Background information
- Birth name: Marina Herrera Aragón
- Also known as: "La Muñequita que Canta"
- Born: 18 July 1927 Cárdenas, San Luis Potosí, Mexico
- Died: 16 February 2023 (aged 95)
- Genres: Bolero
- Occupation(s): Singer, actress
- Instrument: Vocals
- Years active: 1939–20??
- Labels: Peerless; RCA Victor;

= Marilú (singer) =

Mexican singer and actress (1927–2023)

Marina Herrera Aragón (18 July 1927 – 16 February 2023), known as Marilú or "La Muñequita que Canta" (The Little Doll that Sings), was a Mexican singer and actress. She began her career in 1939. At the time of her death she was one of the last stars from the Golden Age of Mexican cinema.

==Background==
Marilú was born in Cárdenas, San Luis Potosí, Mexico. After her father's death, the family moved to Tampico, Tamaulipas, where Marilú won a singing contest and joined the troupe of a comedian named Don Catarino. In November 1940 she joined Paco Miller's troupe, which later toured Mexican states.

In Mexico City, Marilú became an XEW radio performer and appeared in her first film, La liga de las canciones (1941). She also sang at the Teatro Lírico and the Teatro Follies. In 1943, she sang at the Waikiki nightclub and joined Alfonso Brito's troupe at the Carpa Colonial.

==Career==
After signing a contract with Filmex (a production company), she studied drama with Gustavo Villatoro and co-starred with actor and director Joaquín Pardavé in three of his films: Los hijos de Don Venancio (1944), Los nietos de Don Venancio (1946), and El barchante Neguib (1946).

In 1952, she signed a recording contract with Peerless Records and released her first hit single, "Veleidad". Her other Peerless recordings include "Inquietud", "Consentida", and a Spanish version of "Hi-Lili, Hi-Lo" (from the film Lili). In 1958 she recorded Noche de luna, an album of Gonzalo Curiel songs, for RCA Victor's Vik label. In the 1970s she recorded two albums, Tangos de Buenos Aires and Marilú hoy. Her most recent albums are Cuidado muy sentimental and Recordando a Daniel Zarabozo.

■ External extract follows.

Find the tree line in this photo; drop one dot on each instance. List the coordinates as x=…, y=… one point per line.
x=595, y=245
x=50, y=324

==Personal life and death==
Marilú was the wife of cartoonist David Carrillo, founder of the Mexican Society of Cartoonists, until his death in 2015. In 2016, she said: "My life is singing and I will continue doing it until the public allows me, [because] when they no longer accept me for sure I will cry, and I will have to retire, but as long as that does not happen I will continue, because I still have faculties."

Marilú died on 16 February 2023, at the age of 95.